Police are searching for the remains of a mother of two from New Hampshire who lived on the same street as the Allenstown serial killer when she disappeared in 1980.
Officials in Manchester were joined by FBI agents in a wooded area on the western side of the city on Monday as they searched for any evidence or remains in the disappearance of Denise Ann Daneault, who was just 25 when she went missing after a night out with friends.
“It’s a big area back there and some challenging terrain,” homicide prosecutor Jeffery Strelzin told The (New Hampshire) Union Leader, adding that the case is officially a missing person case, but foul play is a possibility.
Authorities searched the area in November 2017 after receiving an anonymous tip. It's unclear what prompted the renewed search this week.

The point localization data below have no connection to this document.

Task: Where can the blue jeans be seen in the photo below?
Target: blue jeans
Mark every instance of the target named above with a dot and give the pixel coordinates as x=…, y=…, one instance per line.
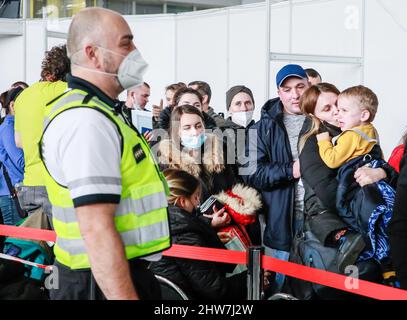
x=278, y=283
x=9, y=211
x=33, y=197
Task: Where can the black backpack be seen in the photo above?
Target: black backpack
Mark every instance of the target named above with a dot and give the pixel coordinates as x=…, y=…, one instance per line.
x=307, y=250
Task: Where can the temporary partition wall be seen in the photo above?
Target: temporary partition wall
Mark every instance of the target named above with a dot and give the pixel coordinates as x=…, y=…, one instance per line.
x=348, y=41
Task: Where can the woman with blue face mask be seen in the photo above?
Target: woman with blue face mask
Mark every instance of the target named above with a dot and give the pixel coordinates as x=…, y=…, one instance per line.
x=201, y=154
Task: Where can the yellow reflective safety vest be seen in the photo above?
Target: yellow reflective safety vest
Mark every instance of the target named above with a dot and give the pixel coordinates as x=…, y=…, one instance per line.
x=141, y=217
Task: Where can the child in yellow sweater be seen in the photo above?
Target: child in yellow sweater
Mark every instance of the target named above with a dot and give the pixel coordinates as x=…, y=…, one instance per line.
x=357, y=107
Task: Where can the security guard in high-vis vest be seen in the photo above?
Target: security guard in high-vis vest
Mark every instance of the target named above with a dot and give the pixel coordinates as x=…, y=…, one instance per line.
x=109, y=198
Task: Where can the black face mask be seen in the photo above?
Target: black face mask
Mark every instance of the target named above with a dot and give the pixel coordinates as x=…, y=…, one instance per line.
x=196, y=212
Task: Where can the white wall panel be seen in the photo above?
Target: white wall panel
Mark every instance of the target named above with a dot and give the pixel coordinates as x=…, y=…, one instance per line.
x=226, y=47
x=279, y=28
x=202, y=49
x=386, y=67
x=36, y=46
x=329, y=27
x=247, y=52
x=11, y=61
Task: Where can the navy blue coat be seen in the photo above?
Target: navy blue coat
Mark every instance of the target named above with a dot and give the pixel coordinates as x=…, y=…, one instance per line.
x=270, y=169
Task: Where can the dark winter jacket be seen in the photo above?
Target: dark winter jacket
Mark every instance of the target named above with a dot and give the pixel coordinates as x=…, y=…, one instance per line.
x=320, y=186
x=212, y=170
x=165, y=118
x=398, y=226
x=235, y=135
x=199, y=279
x=270, y=170
x=219, y=120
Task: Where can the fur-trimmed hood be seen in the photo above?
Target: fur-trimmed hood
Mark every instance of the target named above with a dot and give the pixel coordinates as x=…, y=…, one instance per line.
x=242, y=202
x=211, y=157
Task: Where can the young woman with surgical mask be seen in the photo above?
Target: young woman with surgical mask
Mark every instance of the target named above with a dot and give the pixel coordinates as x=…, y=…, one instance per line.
x=240, y=105
x=198, y=279
x=201, y=154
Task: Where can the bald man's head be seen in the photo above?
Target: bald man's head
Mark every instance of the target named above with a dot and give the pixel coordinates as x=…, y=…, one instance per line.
x=89, y=27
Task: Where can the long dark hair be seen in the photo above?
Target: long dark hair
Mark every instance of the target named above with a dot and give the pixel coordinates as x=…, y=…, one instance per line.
x=176, y=118
x=308, y=103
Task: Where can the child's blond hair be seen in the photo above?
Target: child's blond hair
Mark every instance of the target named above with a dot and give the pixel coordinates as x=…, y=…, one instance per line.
x=366, y=99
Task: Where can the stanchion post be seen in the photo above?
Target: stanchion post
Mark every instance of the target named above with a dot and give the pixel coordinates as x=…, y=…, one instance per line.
x=254, y=273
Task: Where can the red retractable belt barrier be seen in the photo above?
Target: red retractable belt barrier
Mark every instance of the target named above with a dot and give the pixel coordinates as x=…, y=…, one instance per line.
x=334, y=280
x=27, y=233
x=329, y=279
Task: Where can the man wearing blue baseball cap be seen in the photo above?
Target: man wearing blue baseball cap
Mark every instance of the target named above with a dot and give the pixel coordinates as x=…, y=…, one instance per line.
x=275, y=163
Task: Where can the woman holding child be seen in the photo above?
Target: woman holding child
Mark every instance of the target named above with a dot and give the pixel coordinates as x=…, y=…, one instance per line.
x=319, y=103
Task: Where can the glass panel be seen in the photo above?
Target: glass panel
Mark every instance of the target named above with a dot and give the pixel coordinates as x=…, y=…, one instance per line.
x=121, y=6
x=149, y=8
x=177, y=9
x=10, y=9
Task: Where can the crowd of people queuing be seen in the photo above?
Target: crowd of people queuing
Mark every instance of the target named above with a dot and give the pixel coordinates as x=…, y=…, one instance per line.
x=68, y=147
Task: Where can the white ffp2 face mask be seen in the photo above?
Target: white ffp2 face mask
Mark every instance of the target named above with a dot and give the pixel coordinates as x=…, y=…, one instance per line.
x=131, y=70
x=242, y=118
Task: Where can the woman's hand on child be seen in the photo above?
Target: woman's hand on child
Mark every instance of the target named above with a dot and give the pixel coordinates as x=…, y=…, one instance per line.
x=323, y=136
x=220, y=218
x=224, y=237
x=366, y=175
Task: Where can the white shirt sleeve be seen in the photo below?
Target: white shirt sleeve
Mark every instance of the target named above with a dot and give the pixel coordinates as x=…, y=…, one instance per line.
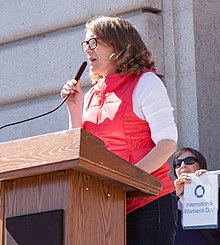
x=151, y=103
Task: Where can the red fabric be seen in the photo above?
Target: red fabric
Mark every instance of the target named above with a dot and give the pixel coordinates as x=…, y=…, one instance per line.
x=109, y=115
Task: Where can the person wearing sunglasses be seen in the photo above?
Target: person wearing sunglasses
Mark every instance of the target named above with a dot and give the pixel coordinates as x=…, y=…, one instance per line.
x=129, y=109
x=185, y=161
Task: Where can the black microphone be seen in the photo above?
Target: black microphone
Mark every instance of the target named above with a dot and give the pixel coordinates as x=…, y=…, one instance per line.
x=79, y=73
x=80, y=70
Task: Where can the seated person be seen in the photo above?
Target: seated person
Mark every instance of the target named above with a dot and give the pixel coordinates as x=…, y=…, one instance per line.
x=192, y=161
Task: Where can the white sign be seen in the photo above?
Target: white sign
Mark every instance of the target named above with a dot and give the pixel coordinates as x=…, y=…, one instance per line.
x=200, y=202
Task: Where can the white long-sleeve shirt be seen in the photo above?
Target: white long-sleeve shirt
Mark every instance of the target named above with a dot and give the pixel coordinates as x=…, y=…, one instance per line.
x=151, y=103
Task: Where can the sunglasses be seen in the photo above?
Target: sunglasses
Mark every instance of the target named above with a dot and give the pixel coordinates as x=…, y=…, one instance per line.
x=188, y=161
x=92, y=43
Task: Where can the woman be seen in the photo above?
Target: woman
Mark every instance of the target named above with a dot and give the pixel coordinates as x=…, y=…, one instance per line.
x=129, y=109
x=188, y=160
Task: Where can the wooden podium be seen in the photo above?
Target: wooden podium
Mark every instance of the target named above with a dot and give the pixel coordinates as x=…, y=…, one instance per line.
x=73, y=172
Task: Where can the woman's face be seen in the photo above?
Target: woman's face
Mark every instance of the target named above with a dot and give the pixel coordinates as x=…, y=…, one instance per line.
x=186, y=169
x=99, y=58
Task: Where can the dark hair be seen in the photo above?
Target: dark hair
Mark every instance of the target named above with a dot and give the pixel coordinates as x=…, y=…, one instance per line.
x=201, y=159
x=130, y=53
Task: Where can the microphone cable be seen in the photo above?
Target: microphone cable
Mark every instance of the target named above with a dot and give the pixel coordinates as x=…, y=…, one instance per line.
x=77, y=77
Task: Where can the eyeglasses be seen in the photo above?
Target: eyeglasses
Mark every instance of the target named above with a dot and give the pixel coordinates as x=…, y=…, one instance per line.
x=92, y=42
x=188, y=161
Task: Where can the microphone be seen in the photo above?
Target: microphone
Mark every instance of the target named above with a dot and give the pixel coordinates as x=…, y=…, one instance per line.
x=80, y=70
x=79, y=73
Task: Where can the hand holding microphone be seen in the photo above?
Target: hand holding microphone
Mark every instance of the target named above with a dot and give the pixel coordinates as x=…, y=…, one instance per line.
x=73, y=87
x=67, y=90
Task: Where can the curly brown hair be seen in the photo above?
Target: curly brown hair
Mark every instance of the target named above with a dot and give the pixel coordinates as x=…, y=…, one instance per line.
x=130, y=53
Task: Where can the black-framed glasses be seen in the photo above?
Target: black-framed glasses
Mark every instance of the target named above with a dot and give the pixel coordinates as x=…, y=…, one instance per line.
x=92, y=43
x=188, y=161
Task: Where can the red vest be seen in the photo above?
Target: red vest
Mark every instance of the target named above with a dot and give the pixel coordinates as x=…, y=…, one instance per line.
x=109, y=115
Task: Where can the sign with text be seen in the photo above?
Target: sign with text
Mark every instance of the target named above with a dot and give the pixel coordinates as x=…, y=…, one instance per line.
x=200, y=202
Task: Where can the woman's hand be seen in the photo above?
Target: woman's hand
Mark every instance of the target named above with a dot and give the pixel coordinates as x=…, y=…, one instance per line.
x=200, y=172
x=179, y=183
x=184, y=178
x=72, y=87
x=74, y=102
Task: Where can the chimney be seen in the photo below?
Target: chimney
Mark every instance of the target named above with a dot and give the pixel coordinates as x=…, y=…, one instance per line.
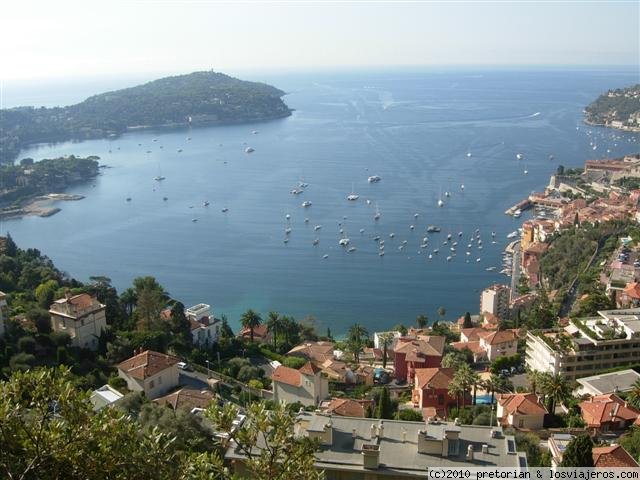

At the time of her disappearance, Daneault was living on the same street as serial killer Terry Peder Rasmussen, who died in prison in 2010 after being convicted of killing his common-law wife in Richmond, Calif. in 2002.
Rasmussen is believed to have killed as many as seven people. Investigators believe he may have also killed Daneault.
“I didn’t say we ruled him out. We don’t see a connection at this point,” Strelzin said.
Rasmussen was arrested in November 2002, several months after the body of his wife, Eunsoon Jun, was found buried in her basement. He was sentenced to 15 years in prison.
Police now believe he also killed a former girlfriend, Denise Beaudin, in the early 1980s while they were living in Manchester, N.H.
In Thanksgiving 1981, Rasmussen, Beaudin, who was 23 at the time, and her a 6-month-old daughter, disappeared. No missing person’s report was ever filed.
Though they were living in New Hampshire, authorities believe Rasmussen killed Beaudin somewhere in California and later abandoned her little girl in a nearby trailer park.
Boston 25 reported last year that Beaudin’s daughter, Lisa, only had shadowy memories of her life as a baby and recently decided to find out more about her past through DNA. This led to the discovery that Beaudin was her mother.
Beaudin’s remains have not been found.
The discovery that Beaudin was the child’s mother led police to Rasmussen. DNA tests later showed that he is also the father of a child found stuffed inside barrels in Allenstown. The body of an adult woman and two other children were also discovered in separate searches in 1985 and 2000.
Investigators have not yet identified the victims, who are not biologically related to Rasmussen.
Boston 25 reported last year that Rasmussen’s victim in California and all the four victims in Allenstown died of blunt force trauma. His common-law wife and the oldest child in Allenstown were both dismembered.
Authorities have said all of the victims found in Allenstown were wrapped in material and electrical wire that came from Carol Cable, where Beaudin worked at the time.
Investigators say Rasmussen’s case was unique.
"What distinguishes Rasmussen from most serial killers, is that he targeted people with whom he had a relationship," criminologist Jack Levin told Boston 25 earlier month. "Most serial killers would never do that; it's the last thing they would do. Instead, they focus on complete strangers."